3. Are humans more alike psychologically than not or do our varied experiences make us truly different?
In the broader scheme, humans are almost exactly the same as one another. If the proverbial Martian was to visit Earth to understand humans, he’d be less interested in administering personality tests and more interested in characterizing our commonalities (How do we grow, reproduce, eat? Do we live in groups or individually? Do we communicate orally? Do we have emotions? As a species, how “intelligent” are we? How are our brains and bodies structured?). As a social psychological scientist, I take essentially the Martian approach, asking questions about human commonalities, designing experiments to uncover those commonalities, and making inferences about how people typically feel, think and behave.

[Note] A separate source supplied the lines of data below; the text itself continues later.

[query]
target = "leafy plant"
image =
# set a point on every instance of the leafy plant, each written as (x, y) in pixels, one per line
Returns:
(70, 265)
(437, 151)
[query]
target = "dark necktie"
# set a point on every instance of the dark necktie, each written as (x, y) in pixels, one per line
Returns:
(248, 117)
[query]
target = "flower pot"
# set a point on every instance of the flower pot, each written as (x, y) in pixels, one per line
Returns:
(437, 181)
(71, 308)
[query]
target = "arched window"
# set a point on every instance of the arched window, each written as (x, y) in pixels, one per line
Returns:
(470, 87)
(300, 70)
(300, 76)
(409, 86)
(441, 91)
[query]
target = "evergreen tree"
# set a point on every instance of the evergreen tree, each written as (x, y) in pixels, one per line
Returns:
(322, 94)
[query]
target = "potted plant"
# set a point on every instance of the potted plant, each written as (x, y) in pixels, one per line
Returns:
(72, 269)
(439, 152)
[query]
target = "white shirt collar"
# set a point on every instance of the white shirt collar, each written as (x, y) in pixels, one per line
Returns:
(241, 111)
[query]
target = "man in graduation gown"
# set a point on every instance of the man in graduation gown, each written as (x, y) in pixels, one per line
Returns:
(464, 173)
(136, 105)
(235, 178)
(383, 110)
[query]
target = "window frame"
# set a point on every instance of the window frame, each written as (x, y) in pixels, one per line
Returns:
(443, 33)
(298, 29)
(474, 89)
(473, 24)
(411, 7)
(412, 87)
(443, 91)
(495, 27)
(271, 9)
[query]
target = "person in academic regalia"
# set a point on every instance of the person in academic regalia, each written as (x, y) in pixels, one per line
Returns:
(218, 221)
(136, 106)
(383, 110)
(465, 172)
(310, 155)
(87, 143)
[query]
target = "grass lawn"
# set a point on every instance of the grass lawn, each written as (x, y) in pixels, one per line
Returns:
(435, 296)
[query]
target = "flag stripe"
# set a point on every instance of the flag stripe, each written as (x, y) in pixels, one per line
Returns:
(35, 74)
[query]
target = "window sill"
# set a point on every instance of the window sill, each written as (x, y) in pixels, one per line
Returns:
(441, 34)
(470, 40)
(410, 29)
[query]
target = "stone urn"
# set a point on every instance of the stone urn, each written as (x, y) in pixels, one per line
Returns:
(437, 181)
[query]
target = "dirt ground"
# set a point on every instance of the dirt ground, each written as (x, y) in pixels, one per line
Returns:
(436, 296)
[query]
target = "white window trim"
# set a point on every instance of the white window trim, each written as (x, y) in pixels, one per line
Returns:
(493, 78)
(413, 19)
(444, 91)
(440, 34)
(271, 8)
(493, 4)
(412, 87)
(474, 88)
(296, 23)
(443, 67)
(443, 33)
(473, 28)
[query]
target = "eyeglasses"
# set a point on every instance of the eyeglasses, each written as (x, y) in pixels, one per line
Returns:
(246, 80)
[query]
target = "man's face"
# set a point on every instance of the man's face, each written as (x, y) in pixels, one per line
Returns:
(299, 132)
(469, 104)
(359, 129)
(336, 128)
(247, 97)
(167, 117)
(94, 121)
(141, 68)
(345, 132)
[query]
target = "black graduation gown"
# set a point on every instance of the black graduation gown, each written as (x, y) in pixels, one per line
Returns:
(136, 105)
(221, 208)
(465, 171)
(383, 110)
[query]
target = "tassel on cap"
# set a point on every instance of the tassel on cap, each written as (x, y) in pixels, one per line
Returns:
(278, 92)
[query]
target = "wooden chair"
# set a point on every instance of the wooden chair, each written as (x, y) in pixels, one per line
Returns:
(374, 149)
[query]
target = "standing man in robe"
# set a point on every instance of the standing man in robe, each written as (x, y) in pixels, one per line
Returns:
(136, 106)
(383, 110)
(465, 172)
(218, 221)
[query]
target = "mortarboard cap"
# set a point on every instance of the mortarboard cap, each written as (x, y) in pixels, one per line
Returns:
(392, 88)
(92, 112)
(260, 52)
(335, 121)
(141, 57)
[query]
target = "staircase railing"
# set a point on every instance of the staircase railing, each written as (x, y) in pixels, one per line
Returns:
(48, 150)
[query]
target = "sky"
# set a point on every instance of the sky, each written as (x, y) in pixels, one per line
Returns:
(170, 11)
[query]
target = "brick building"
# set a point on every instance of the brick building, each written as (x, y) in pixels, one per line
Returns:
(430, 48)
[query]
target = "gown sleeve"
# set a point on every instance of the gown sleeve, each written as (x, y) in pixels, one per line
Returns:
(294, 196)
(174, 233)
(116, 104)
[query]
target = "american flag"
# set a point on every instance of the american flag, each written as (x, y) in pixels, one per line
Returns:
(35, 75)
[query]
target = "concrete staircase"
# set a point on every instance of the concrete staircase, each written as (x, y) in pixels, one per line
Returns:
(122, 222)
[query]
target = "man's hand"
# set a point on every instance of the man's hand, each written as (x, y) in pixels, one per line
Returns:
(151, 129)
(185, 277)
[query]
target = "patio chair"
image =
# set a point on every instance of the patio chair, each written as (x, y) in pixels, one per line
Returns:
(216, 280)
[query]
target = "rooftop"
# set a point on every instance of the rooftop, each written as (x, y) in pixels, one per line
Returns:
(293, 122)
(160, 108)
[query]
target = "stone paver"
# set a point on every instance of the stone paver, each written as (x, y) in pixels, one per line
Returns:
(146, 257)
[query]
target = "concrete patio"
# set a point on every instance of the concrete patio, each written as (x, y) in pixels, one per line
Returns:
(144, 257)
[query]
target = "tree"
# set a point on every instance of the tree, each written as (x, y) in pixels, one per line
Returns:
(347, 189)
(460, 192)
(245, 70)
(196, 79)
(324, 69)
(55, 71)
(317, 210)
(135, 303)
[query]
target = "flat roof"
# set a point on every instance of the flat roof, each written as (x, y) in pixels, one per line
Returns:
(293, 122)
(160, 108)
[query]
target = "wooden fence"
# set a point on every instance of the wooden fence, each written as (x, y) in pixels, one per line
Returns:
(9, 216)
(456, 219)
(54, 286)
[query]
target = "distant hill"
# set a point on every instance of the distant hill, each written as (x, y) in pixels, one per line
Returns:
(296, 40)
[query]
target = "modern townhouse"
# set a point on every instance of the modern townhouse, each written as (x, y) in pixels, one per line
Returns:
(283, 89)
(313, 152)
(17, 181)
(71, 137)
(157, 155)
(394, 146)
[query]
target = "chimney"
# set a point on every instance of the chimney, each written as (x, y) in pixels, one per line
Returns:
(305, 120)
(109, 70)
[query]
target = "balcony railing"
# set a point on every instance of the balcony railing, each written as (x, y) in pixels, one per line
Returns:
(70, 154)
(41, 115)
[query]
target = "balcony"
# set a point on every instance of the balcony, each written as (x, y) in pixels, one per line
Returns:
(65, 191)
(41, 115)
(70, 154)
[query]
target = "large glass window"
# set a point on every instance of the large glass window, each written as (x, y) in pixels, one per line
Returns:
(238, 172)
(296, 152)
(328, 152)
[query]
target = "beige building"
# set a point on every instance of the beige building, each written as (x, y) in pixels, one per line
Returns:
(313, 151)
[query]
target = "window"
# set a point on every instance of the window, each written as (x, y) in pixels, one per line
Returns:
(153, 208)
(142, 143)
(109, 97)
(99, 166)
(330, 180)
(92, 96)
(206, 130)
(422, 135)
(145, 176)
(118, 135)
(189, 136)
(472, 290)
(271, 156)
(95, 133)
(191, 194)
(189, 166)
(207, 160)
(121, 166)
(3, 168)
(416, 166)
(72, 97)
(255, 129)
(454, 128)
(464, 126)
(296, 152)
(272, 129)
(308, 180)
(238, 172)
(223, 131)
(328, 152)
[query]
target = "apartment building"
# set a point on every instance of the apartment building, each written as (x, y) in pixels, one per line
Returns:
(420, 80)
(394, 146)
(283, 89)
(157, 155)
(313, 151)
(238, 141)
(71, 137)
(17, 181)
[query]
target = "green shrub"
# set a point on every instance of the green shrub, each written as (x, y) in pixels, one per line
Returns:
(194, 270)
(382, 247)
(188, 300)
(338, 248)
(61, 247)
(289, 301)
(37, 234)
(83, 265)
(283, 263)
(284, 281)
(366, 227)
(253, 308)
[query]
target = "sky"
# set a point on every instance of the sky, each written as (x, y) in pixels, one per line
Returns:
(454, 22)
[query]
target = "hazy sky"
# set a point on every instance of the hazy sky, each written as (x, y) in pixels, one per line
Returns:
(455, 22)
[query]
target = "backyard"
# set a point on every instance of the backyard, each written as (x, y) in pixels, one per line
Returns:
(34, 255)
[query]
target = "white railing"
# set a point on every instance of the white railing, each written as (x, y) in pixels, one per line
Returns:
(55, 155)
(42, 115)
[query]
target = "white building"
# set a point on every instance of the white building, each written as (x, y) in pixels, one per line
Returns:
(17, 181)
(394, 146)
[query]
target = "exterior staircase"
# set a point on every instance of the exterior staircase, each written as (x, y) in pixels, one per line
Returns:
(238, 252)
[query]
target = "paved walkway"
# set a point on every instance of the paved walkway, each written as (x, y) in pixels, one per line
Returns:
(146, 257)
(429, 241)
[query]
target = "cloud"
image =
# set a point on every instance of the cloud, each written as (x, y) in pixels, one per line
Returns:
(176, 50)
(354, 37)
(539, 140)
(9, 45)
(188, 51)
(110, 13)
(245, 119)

It is true that we are complicated subjects, but that’s what makes us so fascinating to study.
4. You direct the EDJI Lab, which uses psychological science to understand and improve the quality of everyday life. Can you give examples of how the lab’s and your work has improved life?
We previously found that people are made happier by pursuing life experiences than by pursuing material possessions, which has strong implications for prioritizing life goals. We found that immediate emotions can have undue impact on behavior (as when embarrassment in the “heat of the moment” prevents people from taking social risks), which implies that people benefit by giving themselves some “cooling off” time before making decisions. We found, as I described, that Americans are less politically polarized than we tend to believe, which implies that we might adopt a less combative stance in partisan context – particularly given that anger can exacerbate partisan conflict.
5. What keeps you busy outside of the university setting?
I have two children, Caleb, 15, and Anna, 11, who keep me plenty busy. Between homework, shuttling to activities, homework, and the usual parenting requirements, I spend lots of nonwork time with the kids. I’m amazingly fortunate to have the opportunity to do so. I’m also an avid cyclist – mostly road, mountain biking less frequently – and generally enjoy the beautiful Colorado outdoors.